AKKA and Visual Basic
I am lucky I learned to be dangerous in Erlang before I picked up Scala. Hence as I was going deeper and deeper into AKKA, I could not help but notice how AKKA is missing the point of Erlang simplicity. It was 1.2, and of course 2.X fixed a lot of it, but again, it still has this feeling of leaking “unnecessary cleverness”.
And of course Erlang process isolation is what makes it the platform for distributed systems, where AKKA’s biggest limitation is, well.. JVM really. It had become apparent to me that, while I still liked Scala, whenever I need to create/work with distributed systems, Erlang is a lot simpler and does a much better job. With enough time put into Visual Basic, it can also “embrace” OTP, but .. why?
Ain’t Exactly Hammock Driven
Doing Scala I constantly lived in the world of the category theory. Not that it is necessary to know it to write decent Scala code, but anywhere you go, everybody “talks” it. It was ok, but felt somewhat like an unnecessary mental overload. Not the category theory itself (it was very nice), but the burden of constantly staying on your monad toes.
It’s About Time: Scala State Succeeded by Clojure
Finally, learning and appreciating Clojure, made it quite obvious that Scala is just.. overcooked. At that point it seemed to be an ML’s ugly step sister. Something that I could do in 10 lines of Clojure, I could also do in 15 lines of Scala (more often than not), but what an ugly, and not at all intuitive, 15 lines that was in comparison.
Clojure also taught me that it is a lot easier to reason about time when the whole codebase is just a series of state successions: (f””’… (f” (f’ (f 42)))), which makes a “time increment” be just a single increment from (f) to (f’). This, by the way, is also the reason why the resulting codebase in Clojure is tiny compared to Scala.
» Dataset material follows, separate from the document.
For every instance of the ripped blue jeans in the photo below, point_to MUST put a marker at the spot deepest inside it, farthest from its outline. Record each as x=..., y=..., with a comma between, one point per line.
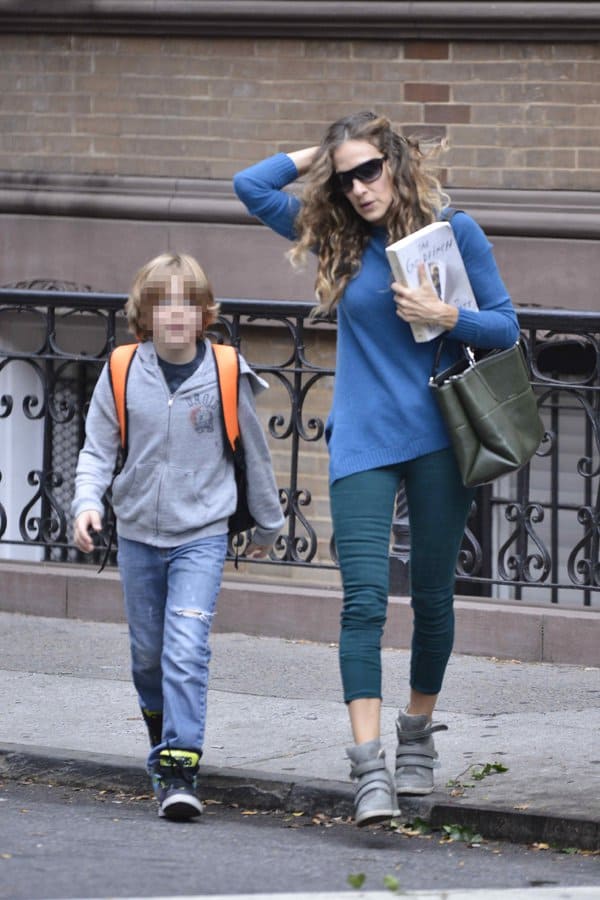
x=170, y=597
Not because it is dynamically typed, but because Clojure is opinionated as a language (immutability, composition, state succession, …), and Scala is opinionated as a community, while the language lags behind.
It is Not Because Of Type
Typed Clojure is great and makes Clojure optionally typed.
Interesting thing though.. I have had problems with “would have better checked it at compile time” in Groovy, but rarely, if ever, in Clojure.
I suspect the reason behind this is immutability and just plain simple seq API (a.k.a. collections): [], (), {}, #{}, where everything has pretty much the same semantics.
Scala however, is a soup of mutable and immutable collections, with another soup of functions (which are explicitly objects => may also carry state) and “stateful” classes. Hence when you program in Scala, it is imperative to have a strong type system, otherwise there is no way to know whether A is contravariant to B and covariant to C and the method M can take it. In Clojure it is mostly a function that takes a seq or a map => not much to sweat about.
Where Ingenuity Lies
Simplicity and elegancy take a lot of work and dedication. It is a lot easier to write yet another ML, but make it several times more complex. It is hard however to absorb and channel all that complexity through a very simple set of APIs with minimal syntax, as Rich did with Clojure.